It could also outlaw such Blackadder characters as the “baby-eating” Bishop of Bath and Wells who disposed of his opponents with a red hot poker.
The actor is being backed by an all-party group of MPs, the Barnabas Fund, which campaigns to help persecuted Christian minorities and those who have converted to the faith, and the National Secular Society.
Atkinson, 50 next month, will tell the meeting that he could be prosecuted for such past skits as showing hundreds of Muslims bowed at prayer with a voiceover saying that the search for the ayatollah’s contact lens goes on.
He will also give a warning that the law could ban films such as Monty Python’s Life of Brian, which was criticised on its release in 1979 for being anti-Christian.
Atkinson first took up the cudgels against the proposed law three years ago when it was to have been included in an anti-terrorism bill promoted by David Blunkett, the home secretary, in the wake of the September 11 attacks.
It was dropped from that act but has been included in the Serious Organised Crime and Police Bill, which is due to get its second reading in the Commons on Tuesday. This would make it an offence to use words or wave a banner deemed to incite religious hatred. The maximum penalty would be six months’ imprisonment. Existing public order offences cover only racial hatred.
Atkinson will argue that while the government will claim comedians are not a target, the new law will attack freedom of speech.
“Freedom of expression must be protected for artists and entertainers and we must not accept a bar on the lampooning of religion and religious leaders,” he said yesterday.
“There is an obvious difference between the behaviour of racist agitators who can be prosecuted under existing laws and the activities of satirists and writers who may choose to make comedy or criticism of religious belief, practices or leaders, just as they do with politics. It is one of the reasons why we have free speech.”
Opponents of the bill say there is already sufficient legislation to deal with attacks on religion. Last week a minister in an obscure sect called Church of England (Continuing) was ordered not to go within 30 metres of a Mormon church or to telephone its members after being accused of bombarding them with 4,000 telephone calls and text messages.

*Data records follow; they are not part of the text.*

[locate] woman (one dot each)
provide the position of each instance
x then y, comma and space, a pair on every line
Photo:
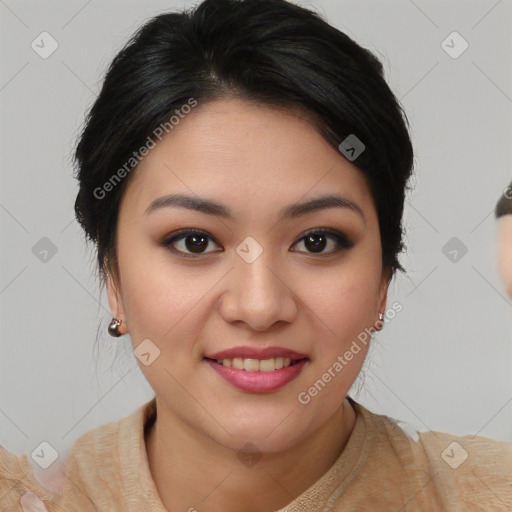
242, 175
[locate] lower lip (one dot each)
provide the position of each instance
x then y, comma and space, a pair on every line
258, 382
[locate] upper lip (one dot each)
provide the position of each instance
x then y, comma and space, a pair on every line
256, 353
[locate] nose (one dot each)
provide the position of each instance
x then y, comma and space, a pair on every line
258, 294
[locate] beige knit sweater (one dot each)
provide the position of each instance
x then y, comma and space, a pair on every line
382, 469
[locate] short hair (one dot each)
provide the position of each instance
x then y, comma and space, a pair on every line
504, 204
272, 52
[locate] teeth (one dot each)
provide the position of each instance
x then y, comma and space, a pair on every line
254, 365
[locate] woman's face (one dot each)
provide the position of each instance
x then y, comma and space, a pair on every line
251, 277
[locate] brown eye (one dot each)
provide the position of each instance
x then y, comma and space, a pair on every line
192, 242
316, 241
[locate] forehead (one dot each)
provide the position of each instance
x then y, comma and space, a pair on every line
247, 155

Dr Evan Harris, the Liberal Democrat MP for Oxford West and Abingdon, is one of the organisers of tomorrow’s rally at Portcullis House, the block of MPs’ offices opposite the Commons. He said: “In a liberal society we have to allow religions to be lampooned and criticised.”
But Nigel McCullough, the Bishop of Manchester, said bishops in the House of Lords would support the new measure. He said that while religious communities such as Judaism and Sikhism were already protected against incitement to hatred, the law needed to be levelled to give protection to other religions, especially Islam.
“Equality before the law is important. All those who experience harassment and threats because of their religion, or lack of it, are entitled to protection,” he said.